We live and work in a brand economy, where marketing messages wrapped in ribbons of rhetoric blast the benefits of a product or service to fulfill alleged emotional but not necessarily physical needs.
As consumers, we want to be WOW-ed by service, price and value. As shareholders, we want to see returns on our investments, deep double digits preferred. And thus as employees, we get squeezed in the middle when senior management tap dances on Wall Street and on Main Street to serve the other two constituent audiences.
That squeeze gets even tighter when the tapping turns into tripping, and the big boys find themselves stumbling to sign off on corporate governance abuses that protect and defend the public side of the brand. Recent examples include Shell's little white lie to U.S. regulators about its big fat overbooking of oil reserves, the painful accounting probe of the assets of Computer Associates and, my personal favorite, the sexual discrimination pox at Merrill Lynch.
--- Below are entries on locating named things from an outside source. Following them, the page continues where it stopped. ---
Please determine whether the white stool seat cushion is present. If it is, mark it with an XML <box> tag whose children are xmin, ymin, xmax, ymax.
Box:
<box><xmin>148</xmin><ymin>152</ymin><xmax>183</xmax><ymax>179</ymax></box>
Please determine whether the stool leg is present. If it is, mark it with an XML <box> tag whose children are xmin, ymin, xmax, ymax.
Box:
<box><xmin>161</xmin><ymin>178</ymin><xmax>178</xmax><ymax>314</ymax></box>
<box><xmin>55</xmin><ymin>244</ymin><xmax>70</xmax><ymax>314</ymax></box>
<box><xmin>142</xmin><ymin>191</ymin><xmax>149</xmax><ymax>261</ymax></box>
The names of all of these multinational corporations are known around the world, and thus the scope of the public shaming becomes global in nature. The same media outlets that advertise these brands to the handpicked masses that make up their target audience now report on their scandalous, perhaps even criminal, ways.
Operational risk experts define these incidents as breaches of reputation as well as regulatory and legal risk. This rupture isn't a leaky faucet in the downstairs powder room, it's a tidal wave with hurricane force winds flooding the global marketplace with doubts instead of delight.
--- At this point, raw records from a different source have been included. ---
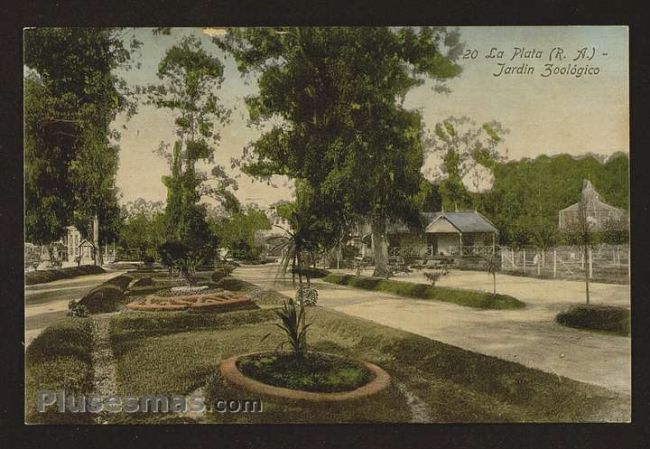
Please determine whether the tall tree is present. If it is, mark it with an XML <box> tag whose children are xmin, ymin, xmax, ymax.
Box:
<box><xmin>24</xmin><ymin>28</ymin><xmax>139</xmax><ymax>263</ymax></box>
<box><xmin>147</xmin><ymin>36</ymin><xmax>229</xmax><ymax>266</ymax></box>
<box><xmin>431</xmin><ymin>117</ymin><xmax>507</xmax><ymax>213</ymax></box>
<box><xmin>215</xmin><ymin>27</ymin><xmax>461</xmax><ymax>275</ymax></box>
That's why the life preservers come out. When the C-level execs and board members resign in disgrace, they whisk their heavily padded severance packages to a palm-treed paradise ripe with private golf courses and a celebrity chef or two. Meanwhile, the teams of regular employees who executed and validated, often under pressure, the alleged misconduct are shorn of their professional and personal brands.
That's because when the rank-and-file folks are forced out because of the conduct of the corporate regime, they crawl to the workplace equivalent of a deserted island. Unemployed, they may find themselves stripped of professional certifications, licenses and other formal validations. The severance package, if it exists, is paltry compared to the cushions feathering the senior management exit. And everybody, including potential future employers, knows that they were part of a very stinky screw-up.
All this because he or she found himself gripped by orders from the powers that pretended to be. In some cases, the employee may have known the altered workflow was damaging. In others, accountability may not have been as transparent. Regardless, mistakes get made, hence organizational controls and audit systems that track people and processes to catch these errors. Once discovered, these errors may be nullified to prevent a more broad release but not corrected or reversed. That's because the top guns become desperate to prevent the erosion of brand equity that is sure to occur when the mistakes are made public. They start a furtive game of delusion and deceit that, when the mistakes are finally found, muddy the waters even further.
In the end, such behavior dilutes the brand even more. Enter the salvage hunters (Hello, MCI!) and the beginning of the end (Good-bye, Worldcom!).
The brand economy does not tolerate the basic tenets of Management 101: Say what you are going to do, and then do it. The spin doctors behind the market-research curtain add layers of magic to whatever no-frills product or service is on hand to whip up a marketplace frenzy of demand. That magic is sustained internally by limiting employee access to the control panel and forcing personnel to behave in manners that support the myths that arise in the consumer-facing outlets. To keep that customer satisfied, something's gotta give. And all too often, the sacrifice comes from the employee side of the equation.
Instead of covering up, management should just let loose. Admit there's a problem, solve the problem, and learn how to prevent the problem from happening again. Tell everyone who needs to know the problem is over. Take the one-day hit in today's 24-hour news cycle that will be over by the next morning. And move on.
Otherwise (gulp) it's a tight squeeze indeed.